Cheap, modular geothermal power using established technology from the refrigeration industry. The first commercial plants are already selling power at prices competitive with wind and half the price of solar. The technology uses water at a lower temperature than conventional geothermal so it can operate where conventional plants can't and capital costs are much lower.
The ability for people to manufacture small items in their own homes will change the entire way we look at consumer products. Design will become paramount. Big-box stores will fade away quickly, as there won't be a need for aisles and aisles of shelving devoted to the various plastic crap items that make up our daily lives.
Imagine a day when all the kids watch a show, then have the ability to instantly make their own clothing or accessories based on what they've seen. Do all the cool kids show up wearing the same thing?
Nanytes being used as a medical resource on a consumer level. Programmable to reconstruct tissue, repair frayed DNA, attack infections and cancer cell by cell, lay down neural networks for paralyzed/damaged areas the way we lay down fiber optic lines in city streets.
Also, an increase in determining quantifiable and measurable causes for mental illness - new brain scanning techniques for structural and chemistral errors, and more competant means of treating these issues than the Happy Happy Joy Joy helmet of antidepressants.
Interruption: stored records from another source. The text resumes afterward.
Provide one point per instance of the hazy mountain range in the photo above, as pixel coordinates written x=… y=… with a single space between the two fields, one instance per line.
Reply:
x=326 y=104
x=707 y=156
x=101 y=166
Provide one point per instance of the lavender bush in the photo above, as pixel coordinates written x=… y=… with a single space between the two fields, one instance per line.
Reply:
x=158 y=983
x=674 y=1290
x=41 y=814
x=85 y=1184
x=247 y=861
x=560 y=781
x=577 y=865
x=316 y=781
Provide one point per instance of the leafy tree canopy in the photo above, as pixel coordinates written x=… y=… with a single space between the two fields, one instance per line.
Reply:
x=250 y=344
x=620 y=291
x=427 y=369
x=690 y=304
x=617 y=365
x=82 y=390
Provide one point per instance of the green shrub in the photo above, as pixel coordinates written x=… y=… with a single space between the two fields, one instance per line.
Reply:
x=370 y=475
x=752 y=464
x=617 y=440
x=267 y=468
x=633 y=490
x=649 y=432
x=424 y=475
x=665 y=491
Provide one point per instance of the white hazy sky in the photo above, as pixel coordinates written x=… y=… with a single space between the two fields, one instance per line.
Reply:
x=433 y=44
I honestly think the answer is nothing in particular, and everything in general. Single technologies do not tend to up-end the world, constellations of them change things in small ways day by day. We look at the net transformation of society over time and go "wow," but no single singularity-esque emergent event is going to change it all. Bit by bit in ways we do not see, and never expect.
I think Looneynerd is on to something. As John Aaron says in "Apollo 13", "it's all about the power".
Terrestrial energy consumption has increased beyond logarithmic scales in the 20th Century, and if civilization is going to have any chance at progressing during the 21st, it's going to have to figure out more efficient means of generating and utilizing energy resources.
So far as I'm concerned, the "game changer" will occur the second a commercial fusion reactor exceeds the "break even point" where it begins generating more energy than is required to run it. Once that happens, our entire oil-based culture becomes obsolete - not all at once mind you, since I seriously doubt fusion-powered automobiles will be immediately forthcoming - as a basis for large-scale energy production. Energy will no longer depend on who's sitting on the largest reserves of distilled bio-mass, and any country or consortium with the money and access to the technology will be in a position to exploit the new resource.
I've been thinking about memory backups. It'll start with interfacing with a computer via your brain, then incrementally replacing parts of your brain with a solid-state hard-drive, which would eventually lead to immortality, since your brain would essentially be a modular hard-drive that you can put into a new body. I think it would have to work incrementally, otherwise you run into the am-I-the-original-or-am-I-the-copy paradox.
All-purpose Kurzweil style nanites are still a long way off.
Smart nanopaerticles that have proteins on the surface that attach to particular cell types and then release drugs or toxins when triggered by light, radio waves etc. are almost here and will probably have a huge impact.
The thing we don't see coming. It will be small, easily understood by the average buyer, very handy, and hopefully only half as complex as cell phones (which I hate, and were the last Thing That Changed Everything). Youtube, for example, Changed Everything on the internet. It's simple, relatively free, and gave people a new way to communicate that they actually wanted to use.
1. Low-cost desalination and/or sewage treatment systems with self-contained, trouble-free power supplies to provide clean drinking water in the third world. 2. Europe, the US, and Canada ending the food subsidies that have caused widespread health problems at home and devastated the economies abroad. 3. Malaria vaccines. 4. Cost-effective solar power for something other than heating water in fast-food restaurants. 5. Future generations of robot scientists combined with massive databases stored in RAM and with nanotech. 6. Widespread high-quality public schools in Africa and Asia.
The thing that made me think of the Kardashev Scale was all of the engineer friends I have. Being the result of a silly liberal arts degree, I'm always asking them "Is .... possible?". The most common answer I get is "well technically yes. If we could figure out how to power it."
What a nightmare. There'd be nothing to stop someone seeding clouds with nanites designed to attach to cells and pour toxins into them. Imagine wars fought with this technology? All someone would need to do would be to airburst a bomb releasing nanites then broadcast a radio frequency and everyone who had inhaled a nanite would drop dead just like that.
Augmented Reality; wearable or implanted computer generating customizable seamless information overlays and filters, web integration, tags, remote controls.